Rakor dihadiri perwakilan dari tiga kecamatan, yakni Jampangkulon, Cimanggu, dan Kalibunder. Pertemuan menandai kesatuan tekad lintas wilayah dalam merumuskan langkah strategis pelestarian hutan dan sumber daya alam.

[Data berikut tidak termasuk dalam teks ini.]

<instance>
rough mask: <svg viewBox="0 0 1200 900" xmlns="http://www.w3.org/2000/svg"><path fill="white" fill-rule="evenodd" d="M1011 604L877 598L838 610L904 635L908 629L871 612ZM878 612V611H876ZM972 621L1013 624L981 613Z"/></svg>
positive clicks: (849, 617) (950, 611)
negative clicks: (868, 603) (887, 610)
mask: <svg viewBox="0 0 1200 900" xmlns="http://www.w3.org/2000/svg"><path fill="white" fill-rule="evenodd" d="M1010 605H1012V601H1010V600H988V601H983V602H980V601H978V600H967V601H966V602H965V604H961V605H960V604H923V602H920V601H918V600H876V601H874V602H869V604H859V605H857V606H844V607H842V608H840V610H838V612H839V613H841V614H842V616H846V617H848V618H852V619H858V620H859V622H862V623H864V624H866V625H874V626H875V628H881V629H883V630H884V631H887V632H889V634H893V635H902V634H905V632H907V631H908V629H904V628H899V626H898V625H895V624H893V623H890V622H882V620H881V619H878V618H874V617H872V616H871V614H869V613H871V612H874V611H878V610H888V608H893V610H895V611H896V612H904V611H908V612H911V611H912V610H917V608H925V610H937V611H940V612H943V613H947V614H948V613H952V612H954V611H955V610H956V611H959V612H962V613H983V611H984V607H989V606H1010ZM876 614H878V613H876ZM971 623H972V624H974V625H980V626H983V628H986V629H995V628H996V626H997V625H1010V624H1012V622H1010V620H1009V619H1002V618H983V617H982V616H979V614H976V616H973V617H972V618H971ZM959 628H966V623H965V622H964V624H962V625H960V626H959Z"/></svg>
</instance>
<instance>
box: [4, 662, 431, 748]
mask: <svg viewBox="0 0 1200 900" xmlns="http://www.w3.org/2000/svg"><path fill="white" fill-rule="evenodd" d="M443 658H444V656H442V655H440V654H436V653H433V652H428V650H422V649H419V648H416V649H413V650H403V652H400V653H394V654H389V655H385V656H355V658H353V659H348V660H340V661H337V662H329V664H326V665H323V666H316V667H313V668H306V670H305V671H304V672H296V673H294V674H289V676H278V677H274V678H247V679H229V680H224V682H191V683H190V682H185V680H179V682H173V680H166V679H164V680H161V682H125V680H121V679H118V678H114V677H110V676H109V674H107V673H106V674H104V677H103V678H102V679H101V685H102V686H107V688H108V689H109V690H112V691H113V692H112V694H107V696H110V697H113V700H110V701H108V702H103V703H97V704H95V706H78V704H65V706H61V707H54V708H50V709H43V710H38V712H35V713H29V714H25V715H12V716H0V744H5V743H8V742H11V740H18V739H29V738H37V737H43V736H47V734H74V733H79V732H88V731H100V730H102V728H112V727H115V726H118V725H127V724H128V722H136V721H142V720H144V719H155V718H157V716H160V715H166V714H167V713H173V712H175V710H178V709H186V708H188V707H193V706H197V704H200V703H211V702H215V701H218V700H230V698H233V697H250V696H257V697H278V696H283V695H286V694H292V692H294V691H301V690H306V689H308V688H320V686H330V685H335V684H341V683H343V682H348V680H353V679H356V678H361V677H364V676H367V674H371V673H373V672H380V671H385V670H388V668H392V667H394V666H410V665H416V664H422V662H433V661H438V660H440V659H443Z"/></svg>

Kepala Bagian Sumber Daya Alam (Kabag SDA) Setda Kabupaten Sukabumi, Arsyad, menegaskan pentingnya kolaborasi lintas sektor untuk menyamakan persepsi serta menyelaraskan kebijakan konservasi SDA.
Baca: https://mediaaksara.id/pabrik-batu-kapur-di-cikembar-sukabumi-terbakar-kerugian-capai-rp250-juta/
Sementara itu, Hamdan, Satgas SDA Kecamatan Jampangkulon, menyoroti urgensi reboisasi dan perubahan status hutan produksi menjadi hutan lindung. Menurutnya, hal tersebut sangat krusial untuk mengatasi krisis air sekaligus mencegah bencana hidrometeorologi yang kerap melanda.
“Kita membutuhkan keberlanjutan aksi, bukan sekadar seremonial. Butuh wujud nyata kolaborasi demi mewujudkan visi ‘Leuweung Hejo Rakyat Ngejo’ ( Hutan Hijau Rakyat Makan),” tegas Hamdan.
Visi “Leuweung Hejo Rakyat Ngejo”, berarti hutan hijau, masyarakat sejahtera, mencerminkan filosofi Sunda bahwa kelestarian hutan akan membawa kesejahteraan bagi warga sekitar.
Rakor diharapkan tidak hanya menghasilkan rekomendasi kebijakan, tetapi juga melahirkan tindakan nyata pemerintah bersama masyarakat. Semua pihak menaruh harapan besar agar konservasi lingkungan menjadi investasi berkelanjutan demi terwujudnya Sukabumi Mubarokah untuk generasi mendatang.